Fabrizio Sebastiani – Supervised Machine Learning for Written Text

Fabrizio Sebastiani, ISTI-CNR

Supervised Machine Learning for the Analysis and Management Written Text. The ISTI-CNR experience.

Seminario di Cultura Digitale – Mercoledì 5 ottobre 2022

Many text analysis tasks are either expensive, or time-consuming, or tedious, or difficult to carry out; examples are (a) assigning subject codes, or thesaurus entries (from a predefined taxonomy) to scientific papers, (b) guessing, among a set of candidates, the most likely author of a text of unknown or disputed paternity, (c) determining whether a textual comment (on a product, on a political candidate, etc.) conveys a positive or a negative opinion about its subject. Can these tasks be automated, so that high volumes of text can be processed without effort and in no time?
Alternatively, can we build tools that support the work of humans who manually carry out these tasks? These are the goals of machine learning, possibly the most important subdiscipline of artificial intelligence, when applied to automatic text analysis.
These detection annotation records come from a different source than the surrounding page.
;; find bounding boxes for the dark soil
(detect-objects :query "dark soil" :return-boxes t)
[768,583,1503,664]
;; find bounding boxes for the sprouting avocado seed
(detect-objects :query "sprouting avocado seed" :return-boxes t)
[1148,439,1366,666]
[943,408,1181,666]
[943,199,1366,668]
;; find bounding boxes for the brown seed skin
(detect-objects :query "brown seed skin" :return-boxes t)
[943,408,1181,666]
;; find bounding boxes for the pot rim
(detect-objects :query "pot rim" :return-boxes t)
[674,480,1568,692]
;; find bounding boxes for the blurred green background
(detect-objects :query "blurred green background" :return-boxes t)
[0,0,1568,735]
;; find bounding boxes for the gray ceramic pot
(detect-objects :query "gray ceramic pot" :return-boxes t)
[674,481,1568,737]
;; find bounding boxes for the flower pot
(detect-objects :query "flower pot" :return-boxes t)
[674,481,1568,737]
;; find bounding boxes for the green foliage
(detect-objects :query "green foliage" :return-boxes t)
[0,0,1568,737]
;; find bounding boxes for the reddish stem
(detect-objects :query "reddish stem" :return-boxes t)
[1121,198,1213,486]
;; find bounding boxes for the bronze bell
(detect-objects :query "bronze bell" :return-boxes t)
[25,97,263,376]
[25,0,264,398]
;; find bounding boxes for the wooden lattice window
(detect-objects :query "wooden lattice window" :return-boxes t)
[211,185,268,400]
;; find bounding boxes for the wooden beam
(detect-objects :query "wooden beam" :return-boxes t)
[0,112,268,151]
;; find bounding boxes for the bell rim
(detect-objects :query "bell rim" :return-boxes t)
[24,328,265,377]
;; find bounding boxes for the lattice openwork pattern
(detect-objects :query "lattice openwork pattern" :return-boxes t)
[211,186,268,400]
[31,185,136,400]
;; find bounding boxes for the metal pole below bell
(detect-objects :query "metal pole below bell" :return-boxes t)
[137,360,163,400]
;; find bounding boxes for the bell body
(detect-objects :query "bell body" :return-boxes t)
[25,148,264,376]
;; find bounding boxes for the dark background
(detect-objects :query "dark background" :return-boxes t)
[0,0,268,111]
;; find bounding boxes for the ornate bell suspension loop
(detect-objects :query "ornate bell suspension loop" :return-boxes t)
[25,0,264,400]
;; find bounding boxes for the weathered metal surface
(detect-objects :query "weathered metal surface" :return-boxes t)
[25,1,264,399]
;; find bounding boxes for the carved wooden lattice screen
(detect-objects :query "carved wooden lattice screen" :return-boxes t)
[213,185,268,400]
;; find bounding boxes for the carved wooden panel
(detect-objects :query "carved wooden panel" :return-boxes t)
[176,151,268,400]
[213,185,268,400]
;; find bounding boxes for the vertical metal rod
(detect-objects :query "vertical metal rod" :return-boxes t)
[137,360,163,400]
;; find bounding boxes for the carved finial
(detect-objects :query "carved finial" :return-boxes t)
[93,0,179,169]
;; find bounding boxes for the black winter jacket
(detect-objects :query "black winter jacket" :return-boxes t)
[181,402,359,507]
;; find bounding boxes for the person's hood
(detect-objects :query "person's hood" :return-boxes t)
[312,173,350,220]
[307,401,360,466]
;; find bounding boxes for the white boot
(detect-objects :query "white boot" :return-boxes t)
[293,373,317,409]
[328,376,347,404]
In this lecture I will give an overview of the work that the AI4Text research group at ISTI-CNR is carrying out, especially focusing on tasks such as (a) automatically guessing the author of a text of uncertain or disputed paternity, (b) supporting (via “technology-assisted review” techniques) the work of humans who need to annotate large quantities of textual documents, and (c) automatically classifying texts written in resource-poor languages (e.g., Pashto) by piggybacking on resource-rich ones (e.g., English).